A presión de las fuerzas más liberales de la Cámara de Diputados, se logró cambiar la expresión “libertad religiosa” por “libertad de religión”. Sin embargo, la derecha logró herir el Estado laico.
La jerarquía católica buscó el momento y lo encontró: condicionó el apoyo de la Iglesia a los candidatos a la Presidencia de la República a cambio de que sus bancadas aprobaran en la Cámara de Diputados la reforma al artículo 24 constitucional.
La iniciativa originalmente propuesta buscaba introducir en la Constitución la expresión “libertad religiosa”, en lugar de “libertad de creencias”. A través de una supuesta defensa de las libertades, de la tolerancia y los derechos humanos se ocultaba lo fundamental: la ambición de la Iglesia católica por volver a participar en política y recuperar el control de otros espacios públicos, como la educación.
El autor de la iniciativa lo reconoce con toda claridad en la exposición de motivos: “Otra limitante de la libertad religiosa se localiza en el inciso e) del artículo 130 de la Constitución Política de los Estados Unidos Mexicanos que niega el derecho ciudadano a todos los ministro de culto, dentro de los que se encuentran los sacerdotes católicos, para asociarse con fines políticos, o para realizar proselitismo a favor o en contra de candidato, partido o asociación política alguna…”
Es decir, se presentó la libertad religiosa con rostro de niña buena e inocente cuando en realidad se trata de un asaltante que se aprovecha de la oscuridad y la ignorancia de algunos legisladores para dar un golpe mortal a la separación Iglesia-Estado.
Hay preguntas que los integrantes del Congreso, ahora le toca el turno a la Cámara de Senadores, deben hacerse antes de cometer el error de aprobar una reforma que sólo favorecería los apetitos del alto clero católico.

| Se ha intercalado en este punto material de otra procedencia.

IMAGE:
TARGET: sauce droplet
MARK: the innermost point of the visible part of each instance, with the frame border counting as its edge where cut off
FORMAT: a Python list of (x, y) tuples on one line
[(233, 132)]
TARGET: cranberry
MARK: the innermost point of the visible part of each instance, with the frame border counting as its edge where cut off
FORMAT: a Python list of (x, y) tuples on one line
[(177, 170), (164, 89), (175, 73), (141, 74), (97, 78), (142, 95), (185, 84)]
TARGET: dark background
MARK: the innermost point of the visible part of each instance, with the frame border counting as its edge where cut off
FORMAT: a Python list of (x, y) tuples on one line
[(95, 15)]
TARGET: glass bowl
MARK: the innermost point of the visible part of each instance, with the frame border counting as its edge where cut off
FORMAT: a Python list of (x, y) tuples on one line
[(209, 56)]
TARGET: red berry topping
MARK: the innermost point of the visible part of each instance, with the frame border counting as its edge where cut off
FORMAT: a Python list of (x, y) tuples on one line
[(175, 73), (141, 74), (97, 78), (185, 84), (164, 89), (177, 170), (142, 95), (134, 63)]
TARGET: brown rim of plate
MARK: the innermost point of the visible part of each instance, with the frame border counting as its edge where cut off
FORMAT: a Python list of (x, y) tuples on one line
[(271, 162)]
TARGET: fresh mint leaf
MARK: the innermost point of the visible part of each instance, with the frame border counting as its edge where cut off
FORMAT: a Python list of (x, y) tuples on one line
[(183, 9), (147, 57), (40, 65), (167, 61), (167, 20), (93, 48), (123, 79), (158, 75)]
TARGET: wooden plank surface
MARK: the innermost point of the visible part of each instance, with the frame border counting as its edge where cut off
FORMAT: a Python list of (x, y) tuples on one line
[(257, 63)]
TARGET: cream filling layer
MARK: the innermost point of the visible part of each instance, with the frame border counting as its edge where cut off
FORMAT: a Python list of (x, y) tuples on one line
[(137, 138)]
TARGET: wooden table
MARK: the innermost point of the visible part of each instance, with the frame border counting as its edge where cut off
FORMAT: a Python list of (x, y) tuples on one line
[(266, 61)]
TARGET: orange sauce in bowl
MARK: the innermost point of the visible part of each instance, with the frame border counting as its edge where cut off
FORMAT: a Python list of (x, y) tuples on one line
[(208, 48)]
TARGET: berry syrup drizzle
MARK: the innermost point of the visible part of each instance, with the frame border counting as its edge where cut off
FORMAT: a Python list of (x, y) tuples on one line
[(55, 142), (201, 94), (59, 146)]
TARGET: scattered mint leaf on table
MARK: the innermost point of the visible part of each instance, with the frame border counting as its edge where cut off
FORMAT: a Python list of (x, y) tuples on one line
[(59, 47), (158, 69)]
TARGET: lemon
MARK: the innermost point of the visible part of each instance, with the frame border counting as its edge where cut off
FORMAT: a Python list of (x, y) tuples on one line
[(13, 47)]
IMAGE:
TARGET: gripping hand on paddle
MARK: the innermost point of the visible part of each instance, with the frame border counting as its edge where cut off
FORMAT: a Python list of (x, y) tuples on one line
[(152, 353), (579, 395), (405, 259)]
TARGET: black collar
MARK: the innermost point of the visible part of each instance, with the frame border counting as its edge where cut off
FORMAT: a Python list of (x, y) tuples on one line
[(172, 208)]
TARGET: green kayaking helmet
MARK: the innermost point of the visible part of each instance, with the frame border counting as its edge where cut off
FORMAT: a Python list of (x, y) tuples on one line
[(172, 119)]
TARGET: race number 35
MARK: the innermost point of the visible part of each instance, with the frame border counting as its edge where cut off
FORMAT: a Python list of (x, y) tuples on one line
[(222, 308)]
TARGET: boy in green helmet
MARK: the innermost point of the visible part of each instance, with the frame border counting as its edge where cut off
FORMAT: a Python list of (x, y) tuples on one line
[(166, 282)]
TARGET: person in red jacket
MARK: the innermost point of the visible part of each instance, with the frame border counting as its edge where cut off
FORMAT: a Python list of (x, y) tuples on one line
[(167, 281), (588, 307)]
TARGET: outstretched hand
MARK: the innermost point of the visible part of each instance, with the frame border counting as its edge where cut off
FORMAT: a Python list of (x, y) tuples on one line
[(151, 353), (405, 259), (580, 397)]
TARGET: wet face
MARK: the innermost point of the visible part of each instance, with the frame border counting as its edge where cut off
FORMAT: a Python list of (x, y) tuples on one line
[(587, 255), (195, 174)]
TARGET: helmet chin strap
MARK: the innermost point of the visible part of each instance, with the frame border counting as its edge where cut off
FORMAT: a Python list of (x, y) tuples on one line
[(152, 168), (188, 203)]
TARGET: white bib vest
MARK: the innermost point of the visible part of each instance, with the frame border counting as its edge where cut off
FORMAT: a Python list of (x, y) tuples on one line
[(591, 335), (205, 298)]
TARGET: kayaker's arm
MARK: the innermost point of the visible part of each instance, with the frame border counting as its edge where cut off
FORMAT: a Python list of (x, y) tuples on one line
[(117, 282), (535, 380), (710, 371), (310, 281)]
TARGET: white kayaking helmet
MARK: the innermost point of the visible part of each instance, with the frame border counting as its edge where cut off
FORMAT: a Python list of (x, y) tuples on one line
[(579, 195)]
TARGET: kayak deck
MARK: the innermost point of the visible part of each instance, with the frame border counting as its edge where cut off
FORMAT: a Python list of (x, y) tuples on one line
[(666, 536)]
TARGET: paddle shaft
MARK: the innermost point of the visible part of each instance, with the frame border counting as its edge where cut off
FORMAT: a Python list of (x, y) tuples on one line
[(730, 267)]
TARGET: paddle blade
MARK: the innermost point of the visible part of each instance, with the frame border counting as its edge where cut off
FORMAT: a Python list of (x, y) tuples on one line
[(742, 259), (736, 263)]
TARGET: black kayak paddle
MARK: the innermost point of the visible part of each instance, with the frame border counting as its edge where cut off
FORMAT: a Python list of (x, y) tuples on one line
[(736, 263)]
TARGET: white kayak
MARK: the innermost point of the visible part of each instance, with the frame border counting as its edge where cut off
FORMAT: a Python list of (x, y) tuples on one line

Primero: ¿En qué beneficia a la mermada estabilidad nacional una disposición que colocaría a la Iglesia católica por encima de otras? Segundo: ¿Qué tan saludable puede resultar para el desarrollo democrático el permitir a los ministros de culto —léase obispos y cardenales— que en aras de la libertad religiosa apoyen o condenen a un candidato, cuando ellos responden a un Estado —léase intereses— distintos de los del Estado mexicano?
Más aún, ¿qué tanto puede combatir la crisis ideológica que hoy experimentan los partidos el oportunismo de una militancia especuladora y acomodaticia, el que un político para obtener una candidatura o ganar una elección tenga que renunciar a sus principios partidistas o a las demandas de la ciudadanía para, a cambio, recibir el visto bueno de la Iglesia?
La reforma al 24 introducía la libertad religiosa, y ahora la libertad de religión, como un caballo de Troya. Asegura que con ellas se combatirá el fundamentalismo y el anticlericalismo, cuando en realidad podría significar la reedición de guerras clericales. La Iglesia Luz del Mundo —de corte cristiano— ha fijado como grupo religioso minoritario su postura en un desplegado: “Consideramos que cualquier reforma constitucional que se proponga debe ser respetuosa del Estado laico y ajena a la instalación de cualquier privilegio a favor de una asociación religiosa en concreto”.
La preocupación de las otras Iglesias es comprensible. La libertad religiosa forma parte de una cruzada impulsada desde el Vaticano no sólo para fortalecer la posición política de la Iglesia católica dentro de un régimen como el mexicano, sino frente al avance incontenible de otros dogmas que le han ido quitando mercado.
Detrás de la llamada libertad religiosa hay intereses políticos y económicos muy concretos. Es consecuencia, sin duda, del fuerte debilitamiento institucional y moral que sufrió la estructura católica-clerical como resultado de los escándalos donde un sinnúmero de sacerdotes se vieron involucrados en casos de pederastia. Pero es, también, una respuesta —agresiva y violenta— al temor de perder cada vez más poder.
La reforma al 24 es, por otra parte, un contrasentido en un mundo globalizado, diverso y plural en el que ya no se admite el imperio de religiones únicas.
Volvemos, entonces a preguntar: ¿El Estado laico, entendido como separación Iglesia-Estado y como garantía de respeto a todas las creencias y religiones, debe desaparecer en un momento de crisis, violencia y convulsión social y cuando se ha comportado como una de las pocas instituciones que ha contribuido a garantizar la estabilidad?
¿Por qué México, en resumen, tiene que pagar los desvíos por otros cometidos?